The cherry on top “The inheritance money was on deposit at 2.25% and my pension was going to give me about £100 a week and that doesn’t get you very far. It was clear to us as ageing professionals that PLF would work and Clifton were very efficient in the way they sorted it out”, says Philippa.

Andrew adds: “The state won’t be giving us anything”, Andrew adds. “The goalposts will continue to move because they will have to. We’ve seen our parents go through it and they’ve had the best of it. Baby Boomers won’t have the same support that they had and it won’t be there for our children either.”

The Tarling’s retirement plans are ambitious. While Andrews continues to run the pub, Philippa is building a gelato empire –In just its first month, Ecco Gelato has proved a huge hit in the affluent Dorset town of Sherborne, with takings already well into the thousands, and the target is three or four outlets. “With a gross margin of more than 80% on turnover, we’re looking at strong returns on our investment.

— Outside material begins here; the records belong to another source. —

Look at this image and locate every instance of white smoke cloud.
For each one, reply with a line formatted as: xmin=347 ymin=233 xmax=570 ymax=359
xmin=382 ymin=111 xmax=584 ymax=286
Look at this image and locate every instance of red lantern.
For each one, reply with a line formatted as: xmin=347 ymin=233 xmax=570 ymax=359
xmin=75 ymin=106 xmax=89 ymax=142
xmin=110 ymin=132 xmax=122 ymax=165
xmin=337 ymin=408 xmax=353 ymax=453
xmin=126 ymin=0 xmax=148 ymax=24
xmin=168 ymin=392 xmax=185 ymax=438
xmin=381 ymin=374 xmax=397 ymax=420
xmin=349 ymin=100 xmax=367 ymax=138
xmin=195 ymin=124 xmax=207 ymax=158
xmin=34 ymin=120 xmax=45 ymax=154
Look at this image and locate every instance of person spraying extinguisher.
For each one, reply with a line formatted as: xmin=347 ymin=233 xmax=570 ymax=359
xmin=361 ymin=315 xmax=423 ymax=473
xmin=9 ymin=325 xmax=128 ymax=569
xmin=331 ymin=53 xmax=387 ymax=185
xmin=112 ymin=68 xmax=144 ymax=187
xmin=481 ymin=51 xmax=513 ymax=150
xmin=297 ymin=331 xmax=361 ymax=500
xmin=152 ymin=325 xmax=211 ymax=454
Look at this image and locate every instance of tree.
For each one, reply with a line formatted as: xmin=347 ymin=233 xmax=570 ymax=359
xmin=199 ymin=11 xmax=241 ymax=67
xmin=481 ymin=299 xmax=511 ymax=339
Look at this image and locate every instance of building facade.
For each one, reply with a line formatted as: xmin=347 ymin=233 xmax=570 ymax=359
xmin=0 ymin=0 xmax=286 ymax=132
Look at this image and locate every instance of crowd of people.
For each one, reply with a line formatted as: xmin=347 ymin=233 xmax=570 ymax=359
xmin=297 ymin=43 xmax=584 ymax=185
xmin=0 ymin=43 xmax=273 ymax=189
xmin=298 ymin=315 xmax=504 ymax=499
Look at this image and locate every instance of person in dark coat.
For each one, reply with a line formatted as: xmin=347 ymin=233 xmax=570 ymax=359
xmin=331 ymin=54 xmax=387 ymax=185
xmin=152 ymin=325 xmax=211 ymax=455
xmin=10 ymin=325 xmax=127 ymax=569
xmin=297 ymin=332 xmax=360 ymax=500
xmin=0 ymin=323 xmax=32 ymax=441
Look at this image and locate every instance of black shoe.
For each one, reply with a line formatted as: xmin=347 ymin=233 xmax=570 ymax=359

We have confidence in our business and we plan to get up to three or four outlets and keep the pub as a place to live.”

Most importantly, the whole family is set to benefit according to Andrew. “Our business will grow our pension and the children’s inheritance money faster than almost any other investment. Once we’ve made provision for the kids, we’d like to buy a couple of nice cars and holiday a lot. That may sound a bit selfish, but when you do what we do for a living 24 hours a day, I think we deserve a break.”